Coinvolte 107 provincie. Focus sui centri tra 10mila e i 60mila abitanti Si parte a novembre dal comune di Marsala, in Sicilia.

fibra Tim

Diffondere l’educazione digitale a 1 milione di cittadini.

Attraverso corsi di formazione diffusi sul territorio e che coinvolgeranno anche parrocchie, polisportive, centri anziani.

È questa la sfida che Luigi Gubitosi, amministratore delegato di Tim ha annunciato dal palco dell’EY Capri Digital Summit.

Marsala primo comune in campo

L’iniziativa – che sarà accompagnata con una campagna mediatica in Rai dal 29 ottobre – punta su 107 provincie e in particolare sulle località fra i 10mila e i 60mila abitanti.

Over 50 e titolari la licenza media i principali destinatari dell’iniziativa, ma non solo.

E sarà la cittadina siciliana di Marsala a debuttare per prima già a novembre.

“Sarà un progetto di inclusione digitale, di formazione itinerante nei comuni italiani con dei corsi di formazione”, ha annunciato Gubitori puntualizzando che “l’iniziativa è aperta a tutti i comuni e strutture sul territorio che vogliano partecipare”.

E approfittando della convention caprese Gubitosi ha anche lanciato l’appello ai manager presenti: “Candidate la vostra città”, ha detto invitando anche altre aziende a partecipare al progetto, a partire dal ceo Continental Europe di Sky, Andrea Zappia, che ha subito deciso di “firmare” il Manifesto della Repubblica digitale presentato dal numero uno del Team della Trasformazione digitale Luca Attias.

Il progetto di Tim, ecco cosa prevede

“Bisogna partire dalle cose semplici ma utili – ha detto Gubitosi -.

Insegneremo ad esempio come si apre una pec o come si attiva lo Spid. Ogni persona che porteremo a bordo sarà un successo”.

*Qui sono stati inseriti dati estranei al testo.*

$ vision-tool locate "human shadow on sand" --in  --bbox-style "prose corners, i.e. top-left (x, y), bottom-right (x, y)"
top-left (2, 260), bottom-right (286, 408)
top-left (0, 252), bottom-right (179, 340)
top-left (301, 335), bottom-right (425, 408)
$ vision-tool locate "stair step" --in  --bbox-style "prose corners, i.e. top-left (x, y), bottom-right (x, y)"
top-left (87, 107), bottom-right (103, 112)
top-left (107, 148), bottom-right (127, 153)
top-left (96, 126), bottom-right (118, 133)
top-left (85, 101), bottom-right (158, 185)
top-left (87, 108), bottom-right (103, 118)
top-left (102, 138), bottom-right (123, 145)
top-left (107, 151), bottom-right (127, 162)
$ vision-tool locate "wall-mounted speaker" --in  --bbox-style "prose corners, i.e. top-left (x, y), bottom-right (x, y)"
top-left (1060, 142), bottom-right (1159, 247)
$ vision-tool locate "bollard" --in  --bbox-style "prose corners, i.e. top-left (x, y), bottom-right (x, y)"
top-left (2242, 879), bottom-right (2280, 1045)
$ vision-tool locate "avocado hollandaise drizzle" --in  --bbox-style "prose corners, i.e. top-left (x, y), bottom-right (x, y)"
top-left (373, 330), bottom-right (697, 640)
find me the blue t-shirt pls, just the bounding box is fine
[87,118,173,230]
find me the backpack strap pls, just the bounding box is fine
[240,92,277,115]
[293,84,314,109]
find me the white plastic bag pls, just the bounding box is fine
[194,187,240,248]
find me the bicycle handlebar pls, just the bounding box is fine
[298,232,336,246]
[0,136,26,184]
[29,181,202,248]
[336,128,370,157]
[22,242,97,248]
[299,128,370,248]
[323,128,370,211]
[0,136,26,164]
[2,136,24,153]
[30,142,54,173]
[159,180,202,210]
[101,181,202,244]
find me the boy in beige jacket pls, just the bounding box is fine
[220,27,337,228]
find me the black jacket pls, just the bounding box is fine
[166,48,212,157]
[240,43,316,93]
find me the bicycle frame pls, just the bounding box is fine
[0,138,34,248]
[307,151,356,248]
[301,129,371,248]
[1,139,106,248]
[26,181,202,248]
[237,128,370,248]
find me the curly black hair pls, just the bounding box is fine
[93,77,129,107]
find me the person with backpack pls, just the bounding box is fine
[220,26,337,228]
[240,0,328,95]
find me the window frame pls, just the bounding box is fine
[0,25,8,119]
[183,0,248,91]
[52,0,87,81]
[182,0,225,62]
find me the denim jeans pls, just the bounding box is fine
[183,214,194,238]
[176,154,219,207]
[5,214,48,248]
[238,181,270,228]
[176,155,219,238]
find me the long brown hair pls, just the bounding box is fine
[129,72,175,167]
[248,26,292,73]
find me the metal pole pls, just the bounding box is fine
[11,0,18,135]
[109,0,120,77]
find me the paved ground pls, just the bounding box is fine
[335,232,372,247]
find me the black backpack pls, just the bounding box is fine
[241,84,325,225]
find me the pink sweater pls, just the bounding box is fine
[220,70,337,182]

Tim lavorerà con il ministro dell’Innovazione ed anche della Funzione pubblica, ha detto l’Ad dell’azienda. Alla ministra dell’Innovazione, presente all’evento di Capri, Gubitosi ha sottolineato “l’importanza di un interlocutore certo”.

Ed è “bene continuare le cose che sono state fatte bene. Altrimenti per le aziende diventa difficile investire e mettere in campo risorse in logica di lungo periodo”.

“Per noi – ha subito risposto il ministro – il supporto di aziende come Tim è importantissimo, non sono tematiche che si possono affrontare da soli.

Avere le competenze e il supporto economico, strategico e di diffusione per noi è estremamente importante”.